Students are becoming increasingly switched on about finance and the risks and rewards of investing if a lively seminar staged by The Straits Times yesterday is anything to go by.
The questions came thick and fast from the 350-strong audience, from asking how to set up a brokerage account to whether it is too risky to invest in your own own start-up.
The Straits Times Young and Savvy talk on personal finance and investing at the Shaw Foundation Alumni House auditorium of the National University of Singapore (NUS) was the first in a series of five that will be held over the next few months.
One of the speakers, Mr Vasu Menon, head of content and research for wealth management at OCBC Bank, noted during the event that students have become "a lot more savvy and sophisticated".
"The fact that you're thinking about this, and the fact that you realise that interest rates are low, that amazes me," he added.
Straits Times senior correspondent Goh Eng Yeow and Straits Times journalist Cheryl Ong also spoke at the 2 1/2- hour-long seminar.
As well as stressing the need to invest in your career, to achieving financial independence, the speakers emphasised that it was important for students to get the fundamental principles of finance right, such as saving more than you spend, before thinking about how to invest.
Students posed a wide-ranging variety of questions during a panel discussion moderated by Straits Times Money editor Lee Su Shyan. Dr Fong Wai Mun, associate professor at the NUS Business School's department of finance, was also a panellist.
Some students wanted to know how to pick an investment out of the variety of options being offered, while one asked the panellists for their opinions on making voluntary contributions to the Central Provident Fund.

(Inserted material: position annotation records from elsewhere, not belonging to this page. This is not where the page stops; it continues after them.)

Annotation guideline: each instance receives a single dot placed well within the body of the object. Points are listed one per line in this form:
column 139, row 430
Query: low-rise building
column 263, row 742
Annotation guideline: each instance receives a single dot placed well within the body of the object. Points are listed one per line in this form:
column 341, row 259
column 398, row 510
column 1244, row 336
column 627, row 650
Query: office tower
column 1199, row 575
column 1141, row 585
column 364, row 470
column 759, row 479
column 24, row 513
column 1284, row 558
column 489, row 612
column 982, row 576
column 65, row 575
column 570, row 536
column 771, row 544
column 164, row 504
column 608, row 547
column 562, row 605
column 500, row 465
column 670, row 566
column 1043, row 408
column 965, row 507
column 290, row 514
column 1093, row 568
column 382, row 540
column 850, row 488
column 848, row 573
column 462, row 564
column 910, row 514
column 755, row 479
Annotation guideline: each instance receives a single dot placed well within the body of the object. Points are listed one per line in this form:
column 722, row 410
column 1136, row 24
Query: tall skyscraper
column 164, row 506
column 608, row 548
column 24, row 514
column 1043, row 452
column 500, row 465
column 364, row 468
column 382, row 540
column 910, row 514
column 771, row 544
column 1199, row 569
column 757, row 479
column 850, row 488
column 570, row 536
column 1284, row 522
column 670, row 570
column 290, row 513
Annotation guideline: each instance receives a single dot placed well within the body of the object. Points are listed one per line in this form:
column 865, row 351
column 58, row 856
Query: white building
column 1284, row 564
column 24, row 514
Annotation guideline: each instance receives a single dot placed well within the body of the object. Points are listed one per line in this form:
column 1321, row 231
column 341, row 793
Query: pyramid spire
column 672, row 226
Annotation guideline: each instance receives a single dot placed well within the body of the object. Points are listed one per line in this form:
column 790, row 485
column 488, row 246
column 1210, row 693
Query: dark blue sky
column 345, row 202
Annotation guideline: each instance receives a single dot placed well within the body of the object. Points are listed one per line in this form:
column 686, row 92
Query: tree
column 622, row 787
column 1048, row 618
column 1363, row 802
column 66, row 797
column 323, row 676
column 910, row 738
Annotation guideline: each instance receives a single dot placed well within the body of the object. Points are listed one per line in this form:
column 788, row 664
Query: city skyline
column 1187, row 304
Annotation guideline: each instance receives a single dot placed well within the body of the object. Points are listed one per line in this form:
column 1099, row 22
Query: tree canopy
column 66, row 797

Students also had the chance to speak with the panellists during a networking session after the talk. One student from the NUS Faculty of Arts and Social Sciences asked about how she should start narrowing the type of stocks to invest in, while one from the NUS Faculty of Engineering asked how she should take steps to fulfil her ambition of becoming a stock analyst.
"There were many practical tips that are implementable," said Mr Cheong Hao Ming, 25, a fourth-year student at the NUS Business School. "I've gained some knowledge on how to accumulate wealth and that you must know about what you're investing in."
Participants at the talks get a goodie bag and have increased chances to win a lucky draw prize of $10,000 for entering a financial literacy contest. The prize is sponsored by OCBC.
The Young and Savvy series of talks is organised by The Straits Times with presenting sponsor, Frank by OCBC.